The Increasingly Poor Decisions of Todd Margaret
Award for best title of the night goes to this mouthful. And despite the titular clunk it’s the slickest of the bunch, too. American comedian David Cross (Arrested Development) co-wrote the pilot and plays Todd Margaret, an office drone who serendipitously bags a job heading up the UK division of a US multinational. He is tasked with shifting a mountain of shonky Korean energy drinks before his boss visits in a week. Sadly for Todd—and fortunately for the viewer—he knows nothing about sales or British culture. Nor does he know how to charm beautiful café-owner Alice.
The cast includes Sharon Horgan (Free Agents), Will Arnett (30 Rock), and the legendary music video director, actor, and award-winning filmmaker Spike Jonze. “The cast is a crazy dream team,” Cross recently told the LA Times. Easy to see why.
Directed by Anthony and Joe Russo (Arrested Development), the show is well-paced and beautifully shot. Oh, and I hereby bestow upon TIPDOTM another invented award, this one for best line of the night. Partly because it’s a little naughty, and partly because I’d never forgive myself for spoiling the surprise, I shan’t repeat it here. But it involves a hyperactive Todd dashing around a café, a clutch of bemused pensioners, a strategically placed expletive and the barbaric misuse of an adjective. You’ll understand once you see it!
The Amazing Dermot
Rhys Darby (Murray Hewitt in Flight of Conchords) stars as the deliciously offensive Dermot Flint in a comedy executive produced by Ash Atalla (The Office and The I.T. Crowd). Darby plays Dermot Flint, a master illusionist and stage hypnotist whose wife has split and whose TV show has been cancelled, all within the space of a week. The episode follows antipodean Dermot as he checks into rehab following a highly publicised court case involving hypnosis, two brothers, and French kissing. Throwing a spanner in his character-reformation works are a deaf nurse (“does she know she’s deaf?” wonders Dermot) and a body double played by Green Wing actor Darren Boyd.

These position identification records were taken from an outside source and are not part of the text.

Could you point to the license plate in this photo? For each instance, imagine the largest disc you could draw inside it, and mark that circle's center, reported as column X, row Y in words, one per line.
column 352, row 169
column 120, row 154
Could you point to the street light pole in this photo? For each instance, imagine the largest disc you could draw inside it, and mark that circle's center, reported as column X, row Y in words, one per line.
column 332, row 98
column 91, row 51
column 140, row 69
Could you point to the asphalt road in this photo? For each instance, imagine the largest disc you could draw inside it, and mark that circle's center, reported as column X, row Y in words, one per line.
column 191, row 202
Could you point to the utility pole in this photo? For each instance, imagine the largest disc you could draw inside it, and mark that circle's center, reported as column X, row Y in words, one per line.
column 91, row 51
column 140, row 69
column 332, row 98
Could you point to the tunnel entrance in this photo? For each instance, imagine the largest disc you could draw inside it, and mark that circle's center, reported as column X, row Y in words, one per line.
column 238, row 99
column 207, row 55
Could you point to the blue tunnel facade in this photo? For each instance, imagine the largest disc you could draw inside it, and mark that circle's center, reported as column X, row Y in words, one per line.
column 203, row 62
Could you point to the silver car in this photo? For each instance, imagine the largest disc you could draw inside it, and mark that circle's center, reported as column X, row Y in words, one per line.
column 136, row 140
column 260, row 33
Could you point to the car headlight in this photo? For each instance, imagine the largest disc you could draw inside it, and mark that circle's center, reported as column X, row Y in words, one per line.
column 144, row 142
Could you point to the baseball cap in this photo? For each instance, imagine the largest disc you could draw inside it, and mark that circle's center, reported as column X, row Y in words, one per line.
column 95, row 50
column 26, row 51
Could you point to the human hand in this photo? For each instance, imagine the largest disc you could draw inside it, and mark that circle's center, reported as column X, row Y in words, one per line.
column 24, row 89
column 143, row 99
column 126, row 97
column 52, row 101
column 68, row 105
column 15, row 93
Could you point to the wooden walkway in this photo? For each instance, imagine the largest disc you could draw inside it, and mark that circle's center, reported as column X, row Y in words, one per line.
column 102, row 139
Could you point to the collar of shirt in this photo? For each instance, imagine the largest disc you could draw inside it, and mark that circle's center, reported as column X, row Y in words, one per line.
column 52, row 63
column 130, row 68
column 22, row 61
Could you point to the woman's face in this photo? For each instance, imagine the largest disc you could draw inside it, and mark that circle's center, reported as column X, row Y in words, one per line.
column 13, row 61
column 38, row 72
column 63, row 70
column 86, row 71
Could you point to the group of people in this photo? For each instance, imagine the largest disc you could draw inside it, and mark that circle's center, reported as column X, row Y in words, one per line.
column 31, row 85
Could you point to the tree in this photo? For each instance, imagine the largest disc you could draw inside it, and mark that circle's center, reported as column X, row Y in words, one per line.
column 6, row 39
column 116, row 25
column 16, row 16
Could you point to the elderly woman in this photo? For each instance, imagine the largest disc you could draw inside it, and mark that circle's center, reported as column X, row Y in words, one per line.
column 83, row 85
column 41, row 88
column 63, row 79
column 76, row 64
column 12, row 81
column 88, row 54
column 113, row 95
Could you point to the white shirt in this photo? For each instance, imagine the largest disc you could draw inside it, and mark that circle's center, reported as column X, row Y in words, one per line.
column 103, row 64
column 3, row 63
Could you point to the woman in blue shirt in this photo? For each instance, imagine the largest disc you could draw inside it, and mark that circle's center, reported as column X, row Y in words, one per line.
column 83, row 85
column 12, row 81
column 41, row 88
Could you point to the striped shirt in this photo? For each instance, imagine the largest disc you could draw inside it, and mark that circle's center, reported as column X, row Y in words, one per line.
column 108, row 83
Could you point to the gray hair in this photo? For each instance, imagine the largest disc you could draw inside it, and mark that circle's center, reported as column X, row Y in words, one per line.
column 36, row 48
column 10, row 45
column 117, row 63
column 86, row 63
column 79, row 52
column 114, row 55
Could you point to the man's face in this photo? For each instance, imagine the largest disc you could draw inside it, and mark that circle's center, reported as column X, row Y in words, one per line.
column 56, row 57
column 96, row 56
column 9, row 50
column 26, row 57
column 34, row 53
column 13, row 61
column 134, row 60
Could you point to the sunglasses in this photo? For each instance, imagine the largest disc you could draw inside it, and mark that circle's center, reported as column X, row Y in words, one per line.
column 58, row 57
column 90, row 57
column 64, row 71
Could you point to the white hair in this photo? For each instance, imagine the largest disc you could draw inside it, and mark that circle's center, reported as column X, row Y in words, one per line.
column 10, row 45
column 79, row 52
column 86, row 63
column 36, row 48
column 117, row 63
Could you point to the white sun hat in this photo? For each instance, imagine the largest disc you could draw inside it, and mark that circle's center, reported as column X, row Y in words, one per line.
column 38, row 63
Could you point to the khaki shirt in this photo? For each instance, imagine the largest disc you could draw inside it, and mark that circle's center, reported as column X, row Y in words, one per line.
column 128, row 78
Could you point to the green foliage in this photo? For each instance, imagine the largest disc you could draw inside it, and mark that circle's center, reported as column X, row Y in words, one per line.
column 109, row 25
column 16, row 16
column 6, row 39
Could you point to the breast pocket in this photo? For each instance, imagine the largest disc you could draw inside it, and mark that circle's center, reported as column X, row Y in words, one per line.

Dermot is invested with a winning combination of foul language, misunderstanding, a titanic ego and absolutely no self-awareness. Anyone familiar with Flight of Conchords will know Darby has brilliant timing, and this role looks set to bolster his reputation as a great actor. Next to TIPDOTM, I’m most excited about this one.
Curiously, organisers saved the worst for last with Guantanamo Phil. The show follows Phil Mill (Steve Edge, Star Stories), a former Woolworths assistant manager (all Woolworths assistant managers are former, aren’t they?). Phil tries to readjust to his old life in Stoke, having recently returned from Afghanistan—he was captured by US Marines and imprisoned for six years having been mistaken for a terrorist while bird watching near the Afghan border.
Now then. The debate over what is and is not fair game for comedy has been raging since time immemorial. Or thereabouts. But repeated references to prisoner rape alongside photographs redolent of the horrific images that emerged from Abu Ghraib just didn’t sit well with me. IMHO comedy ought to test limits. But comedians who court controversy, like Chris Morris, always respect the cardinal rule: it absolutely must be funny. Brass Eye is offensive and funny. The same can be said of Dermot Flint. Parts of what I saw of Guantanamo Phil were just, well, offensive, and the pilot received the most muted reception of the night.
My programme tells me the production company behind the show is “currently in development with an Olympics ‘mockumentary’ called Going For Gold.” I wouldn’t like to damn a drama having seen a few minutes that might well have suffered from poor editing, but with Guantanamo Phil it feels as if Busby Productions were going for something a little more down-to-earth. Bronze, perhaps.
And so . . .
Save for a seventh show, for which there was no pilot, nor title, that completes the roundup. As ever, use this only as a rough guide. The time-honoured rule remains: suck it and see.